Al primo piano dell’esposizione, sono ancora da segnalare il “rosso” quadro di Carlo Carrà, I funerali dell’anarchico Galli che fa della forza la sua centralità tutta tesa al riconoscimento di un’energia implacabile rappresentata appunto dal colore rosso che domina la tela, il quadro Bambina che corre sul balcone di Giacomo Balla che reitera all’infinito per sovrapposizioni successive il movimento della corsa e Nuotatrici di Carlo Carrà, donne immerse nell’acqua completamente tese nel movimento di allungamento delle braccia e delle gambe.

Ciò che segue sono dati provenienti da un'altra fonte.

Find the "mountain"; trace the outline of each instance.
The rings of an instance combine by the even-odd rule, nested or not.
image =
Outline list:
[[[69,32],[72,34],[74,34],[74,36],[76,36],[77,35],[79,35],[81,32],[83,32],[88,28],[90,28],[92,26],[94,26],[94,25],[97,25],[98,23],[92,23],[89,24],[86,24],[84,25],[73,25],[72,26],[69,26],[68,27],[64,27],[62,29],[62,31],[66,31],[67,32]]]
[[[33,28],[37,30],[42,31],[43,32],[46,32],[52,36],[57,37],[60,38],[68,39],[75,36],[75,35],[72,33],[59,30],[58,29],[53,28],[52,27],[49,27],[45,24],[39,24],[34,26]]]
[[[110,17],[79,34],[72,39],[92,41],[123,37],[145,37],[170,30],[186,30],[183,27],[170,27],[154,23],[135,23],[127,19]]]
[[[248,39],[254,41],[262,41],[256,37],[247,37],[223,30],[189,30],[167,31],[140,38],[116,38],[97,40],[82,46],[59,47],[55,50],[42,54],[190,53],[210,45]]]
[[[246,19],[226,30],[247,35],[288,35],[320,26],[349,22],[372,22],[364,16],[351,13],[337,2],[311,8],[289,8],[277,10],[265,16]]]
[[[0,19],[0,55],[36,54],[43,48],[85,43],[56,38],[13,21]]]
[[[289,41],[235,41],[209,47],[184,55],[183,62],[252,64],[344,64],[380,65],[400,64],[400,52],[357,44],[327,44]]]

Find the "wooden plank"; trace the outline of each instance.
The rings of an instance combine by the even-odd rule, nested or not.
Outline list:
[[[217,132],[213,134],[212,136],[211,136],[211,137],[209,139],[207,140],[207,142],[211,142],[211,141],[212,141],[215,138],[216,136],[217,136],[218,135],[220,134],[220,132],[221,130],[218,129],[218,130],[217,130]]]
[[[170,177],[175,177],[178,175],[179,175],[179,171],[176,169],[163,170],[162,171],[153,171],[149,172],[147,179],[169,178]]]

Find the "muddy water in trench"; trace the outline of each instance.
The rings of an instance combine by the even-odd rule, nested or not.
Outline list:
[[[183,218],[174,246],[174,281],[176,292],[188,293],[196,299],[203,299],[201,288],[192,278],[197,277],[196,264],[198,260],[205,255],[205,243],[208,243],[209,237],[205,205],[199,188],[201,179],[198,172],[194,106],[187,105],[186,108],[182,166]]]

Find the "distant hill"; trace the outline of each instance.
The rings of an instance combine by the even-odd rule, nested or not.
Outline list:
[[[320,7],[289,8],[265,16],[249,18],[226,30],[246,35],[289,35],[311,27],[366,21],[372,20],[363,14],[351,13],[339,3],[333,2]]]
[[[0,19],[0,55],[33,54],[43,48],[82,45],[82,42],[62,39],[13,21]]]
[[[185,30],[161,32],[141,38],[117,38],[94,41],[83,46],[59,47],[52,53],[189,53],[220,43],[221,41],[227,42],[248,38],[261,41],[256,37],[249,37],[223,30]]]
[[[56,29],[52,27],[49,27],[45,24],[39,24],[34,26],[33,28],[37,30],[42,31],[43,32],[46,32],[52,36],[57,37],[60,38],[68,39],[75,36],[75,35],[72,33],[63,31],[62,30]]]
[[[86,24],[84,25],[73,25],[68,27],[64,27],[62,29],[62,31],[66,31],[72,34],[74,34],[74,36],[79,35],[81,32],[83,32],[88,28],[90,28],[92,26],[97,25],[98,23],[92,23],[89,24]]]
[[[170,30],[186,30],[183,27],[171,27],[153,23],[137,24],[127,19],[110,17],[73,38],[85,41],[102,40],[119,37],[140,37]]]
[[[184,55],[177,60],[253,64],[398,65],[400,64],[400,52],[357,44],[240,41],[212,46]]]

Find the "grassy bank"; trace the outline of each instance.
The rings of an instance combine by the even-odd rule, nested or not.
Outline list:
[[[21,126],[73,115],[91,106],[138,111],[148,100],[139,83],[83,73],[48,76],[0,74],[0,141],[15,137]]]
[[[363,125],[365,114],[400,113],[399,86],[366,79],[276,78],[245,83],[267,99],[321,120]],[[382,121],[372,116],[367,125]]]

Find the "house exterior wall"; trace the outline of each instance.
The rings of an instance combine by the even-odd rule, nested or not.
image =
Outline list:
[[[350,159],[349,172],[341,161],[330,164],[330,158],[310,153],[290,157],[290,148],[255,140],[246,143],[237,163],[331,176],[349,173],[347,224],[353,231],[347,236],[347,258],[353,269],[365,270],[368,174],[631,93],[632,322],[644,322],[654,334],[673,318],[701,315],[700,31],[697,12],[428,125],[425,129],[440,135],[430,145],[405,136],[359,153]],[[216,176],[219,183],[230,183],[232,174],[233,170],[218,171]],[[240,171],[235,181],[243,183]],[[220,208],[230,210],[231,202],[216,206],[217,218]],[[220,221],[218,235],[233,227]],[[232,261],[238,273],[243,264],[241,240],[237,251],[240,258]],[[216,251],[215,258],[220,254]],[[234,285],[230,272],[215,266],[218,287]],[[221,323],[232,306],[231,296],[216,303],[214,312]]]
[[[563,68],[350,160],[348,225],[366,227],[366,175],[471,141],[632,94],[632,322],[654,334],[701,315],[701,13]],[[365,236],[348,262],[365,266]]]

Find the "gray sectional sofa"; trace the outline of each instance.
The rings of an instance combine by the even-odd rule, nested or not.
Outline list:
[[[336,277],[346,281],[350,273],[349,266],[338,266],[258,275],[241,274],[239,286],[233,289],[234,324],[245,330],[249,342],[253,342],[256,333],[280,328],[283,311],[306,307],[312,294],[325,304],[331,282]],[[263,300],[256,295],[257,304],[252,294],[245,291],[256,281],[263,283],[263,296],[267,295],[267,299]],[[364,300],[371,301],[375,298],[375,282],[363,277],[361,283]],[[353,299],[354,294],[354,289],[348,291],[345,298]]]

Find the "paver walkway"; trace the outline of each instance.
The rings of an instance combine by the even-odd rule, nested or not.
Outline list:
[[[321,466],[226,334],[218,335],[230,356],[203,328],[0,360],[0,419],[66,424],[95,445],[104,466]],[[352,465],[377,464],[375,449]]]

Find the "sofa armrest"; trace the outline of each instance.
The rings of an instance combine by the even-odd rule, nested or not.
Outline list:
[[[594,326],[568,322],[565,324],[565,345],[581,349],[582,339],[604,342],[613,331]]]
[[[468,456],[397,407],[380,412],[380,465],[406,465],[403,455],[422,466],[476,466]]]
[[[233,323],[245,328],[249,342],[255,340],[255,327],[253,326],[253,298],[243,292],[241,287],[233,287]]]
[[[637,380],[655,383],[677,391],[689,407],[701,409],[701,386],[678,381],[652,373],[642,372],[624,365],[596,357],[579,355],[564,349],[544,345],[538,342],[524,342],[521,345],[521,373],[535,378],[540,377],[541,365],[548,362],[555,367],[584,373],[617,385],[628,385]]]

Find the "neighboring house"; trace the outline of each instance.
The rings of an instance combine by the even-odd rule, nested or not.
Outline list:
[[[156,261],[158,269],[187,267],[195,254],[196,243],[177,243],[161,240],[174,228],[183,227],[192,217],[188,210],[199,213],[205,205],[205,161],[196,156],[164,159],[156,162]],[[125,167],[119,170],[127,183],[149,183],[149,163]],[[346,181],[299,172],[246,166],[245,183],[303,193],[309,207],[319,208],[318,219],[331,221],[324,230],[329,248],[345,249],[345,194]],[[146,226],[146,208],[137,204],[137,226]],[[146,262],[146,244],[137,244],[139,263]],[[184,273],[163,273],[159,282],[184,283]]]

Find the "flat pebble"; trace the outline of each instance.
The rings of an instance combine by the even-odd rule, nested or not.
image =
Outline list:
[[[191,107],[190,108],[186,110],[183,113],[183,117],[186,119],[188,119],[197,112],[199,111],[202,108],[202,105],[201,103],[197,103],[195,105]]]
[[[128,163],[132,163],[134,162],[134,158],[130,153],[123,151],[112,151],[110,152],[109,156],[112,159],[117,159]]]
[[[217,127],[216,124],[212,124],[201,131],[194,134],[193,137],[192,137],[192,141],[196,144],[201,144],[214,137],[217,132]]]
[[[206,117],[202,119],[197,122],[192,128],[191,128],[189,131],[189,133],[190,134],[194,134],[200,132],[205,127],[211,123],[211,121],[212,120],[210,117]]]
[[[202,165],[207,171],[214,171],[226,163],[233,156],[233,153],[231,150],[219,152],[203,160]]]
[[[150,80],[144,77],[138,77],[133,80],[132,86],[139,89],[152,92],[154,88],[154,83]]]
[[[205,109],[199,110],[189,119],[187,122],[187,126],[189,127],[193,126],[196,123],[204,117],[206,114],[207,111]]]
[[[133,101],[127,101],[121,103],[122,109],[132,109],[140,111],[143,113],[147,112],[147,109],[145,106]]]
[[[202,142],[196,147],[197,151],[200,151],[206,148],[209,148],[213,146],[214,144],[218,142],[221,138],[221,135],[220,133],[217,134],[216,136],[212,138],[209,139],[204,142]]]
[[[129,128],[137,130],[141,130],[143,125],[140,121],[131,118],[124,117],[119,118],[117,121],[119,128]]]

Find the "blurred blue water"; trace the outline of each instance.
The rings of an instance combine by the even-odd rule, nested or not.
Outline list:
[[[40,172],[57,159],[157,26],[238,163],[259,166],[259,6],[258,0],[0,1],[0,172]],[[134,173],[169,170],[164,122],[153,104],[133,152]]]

Al secondo piano, compare la scultura di Boccioni dedicata alla madre, la mater-materia che ha sempre ossessionato l’artista. Troviamo il poliedrico Duchamp, che nel suo complesso percorso artistico sintetizza Cubismo e Futurismo, i loro apporti stilistici e filosofici nel celebre Nudo che scende le scale n. 2 (1912) verso la genesi del cubo-futurismo russo, del verticismo inglese, del sincronismo americano. Un’intera sezione è dedicata al Cubismo, proprio per svelare la relazione tra le due avanguardie, dimostrando quanto spesso sia difficile porre delimitazioni con definizioni troppo nette. Anzi dinamismo e cubismo si rincorrono mettendo a confronto Duchamp e Balla, Boccioni e Duchamp ecc. Alcuni quadri “orfici” di Delaunay (l’orfismo, ossia la ricerca di una “realtà pura”, fu così definito dal poeta Guillaume Apollinaire) sono presenti quali Forme circolari, Sole n. 2 (1912-1913). Da segnalare alcune belle tele, quella intitolata Il ciclista (1913) della pittrice russa Natalja Goncarova che afferma la centralità della creazione di forme nuove, di “una pittura autosufficiente”; quella di Kasimir Malevic, L’aviatore del 1914, che prefigura nel primitivismo delle forme cubo futuriste la visione utopica dell’umanità futura; la Tour Eiffel (1911) di Robert Delaunay e alcuni collages di Picasso quali Pipa, bicchiere, giornale, chitarra e bottiglia di Vieux Marc: Lacerba (1914), Natura morta con Lacerba (1913), Ritratto di Paul Fort (1915).